At first they circled each other like boxers—tap, tap, test the guard—but slowly the footwork changed.

My mother started showing up with folders and tabs.

Hannah started teasing her less and trusting her more.

My dad just did his best to keep them from burning the whole county down.

He and Mr. Mills were getting good at tag-teaming the dynamic duo that their wives made up.

One night I turned the corner and caught the tail end of a private conversation.

“—waiting for her to come to you won’t fix what you broke,” Hannah was saying, not unkindly. “Show up. Do the work. Don’t talk about loving her; prove it.”

“I am trying,” my mother answered, and I heard the crack in her voice before she smoothed it away. “She’s…stubborn.”

“So are you.” Hannah’s mouth twitched. “She gets it honest.”

They saw me a second later. The pad lay open on the table: cost projections, staffing notes, a messy list of grant targets my dad’s office had spit out for her. For us.

“You’re late honey,” Mom said, brushing a crumb from her dress like she hadn’t been caught caring. “Sit. We’re arguing about names.”

“We’re not arguing,” Hannah said. “We’re just trying to figure out how to tell you your ideas are terrible.”

“My names are not terrible,” I said, instantly defensive. “They’re heartfelt.”

“‘Haven House’ is a bank,” Hannah said. “Or a timeshare.

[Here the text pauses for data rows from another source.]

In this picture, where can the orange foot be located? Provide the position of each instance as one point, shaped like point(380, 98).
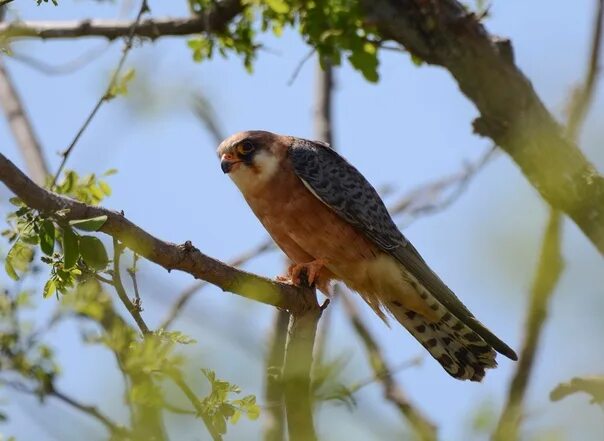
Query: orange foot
point(312, 270)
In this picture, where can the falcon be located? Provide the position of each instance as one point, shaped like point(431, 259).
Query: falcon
point(333, 225)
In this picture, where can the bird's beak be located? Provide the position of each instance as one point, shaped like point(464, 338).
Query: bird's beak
point(227, 162)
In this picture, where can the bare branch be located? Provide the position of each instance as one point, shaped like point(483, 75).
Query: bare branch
point(107, 94)
point(274, 427)
point(213, 21)
point(297, 370)
point(438, 195)
point(324, 85)
point(548, 274)
point(550, 262)
point(171, 256)
point(112, 427)
point(21, 127)
point(511, 112)
point(60, 69)
point(422, 427)
point(188, 293)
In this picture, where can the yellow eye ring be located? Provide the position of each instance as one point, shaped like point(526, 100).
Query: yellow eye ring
point(245, 148)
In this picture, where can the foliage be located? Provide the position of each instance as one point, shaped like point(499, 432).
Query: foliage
point(333, 28)
point(78, 262)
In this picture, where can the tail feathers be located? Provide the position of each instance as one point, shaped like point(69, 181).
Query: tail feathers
point(461, 351)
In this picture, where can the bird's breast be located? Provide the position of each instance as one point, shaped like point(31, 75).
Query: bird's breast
point(304, 227)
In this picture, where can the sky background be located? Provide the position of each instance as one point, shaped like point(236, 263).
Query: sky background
point(411, 127)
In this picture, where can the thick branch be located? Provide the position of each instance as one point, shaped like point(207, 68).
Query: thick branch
point(550, 264)
point(548, 272)
point(214, 21)
point(185, 257)
point(445, 34)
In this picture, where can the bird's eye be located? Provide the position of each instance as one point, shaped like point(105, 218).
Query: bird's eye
point(245, 148)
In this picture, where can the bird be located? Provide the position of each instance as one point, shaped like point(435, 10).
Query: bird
point(333, 226)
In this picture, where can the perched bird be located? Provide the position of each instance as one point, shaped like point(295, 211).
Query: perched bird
point(331, 223)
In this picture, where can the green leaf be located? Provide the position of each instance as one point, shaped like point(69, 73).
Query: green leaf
point(47, 237)
point(93, 252)
point(18, 259)
point(70, 247)
point(92, 224)
point(16, 202)
point(50, 287)
point(10, 270)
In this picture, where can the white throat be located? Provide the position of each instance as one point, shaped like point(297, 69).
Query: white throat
point(250, 180)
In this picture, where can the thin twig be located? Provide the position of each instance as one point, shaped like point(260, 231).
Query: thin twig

Or a cult.”

“‘Second Dawn’ sounds like a skincare line,” my mom added, crisp.

“It’s my business,” I said, heat rising. “I’ll name it what I want.”

They shared a look—one of those quick, zipper-sealed expressions women had when they agreed on something without a word.

Hannah leaned back. “Good.”

“Good?” I repeated, thrown.

Mom nodded once. “If you can’t claim the name, you won’t be able to claim the rest.” I don’t think she realized how much she just sounded like Hannah. She slid a pen toward me. “So claim it.”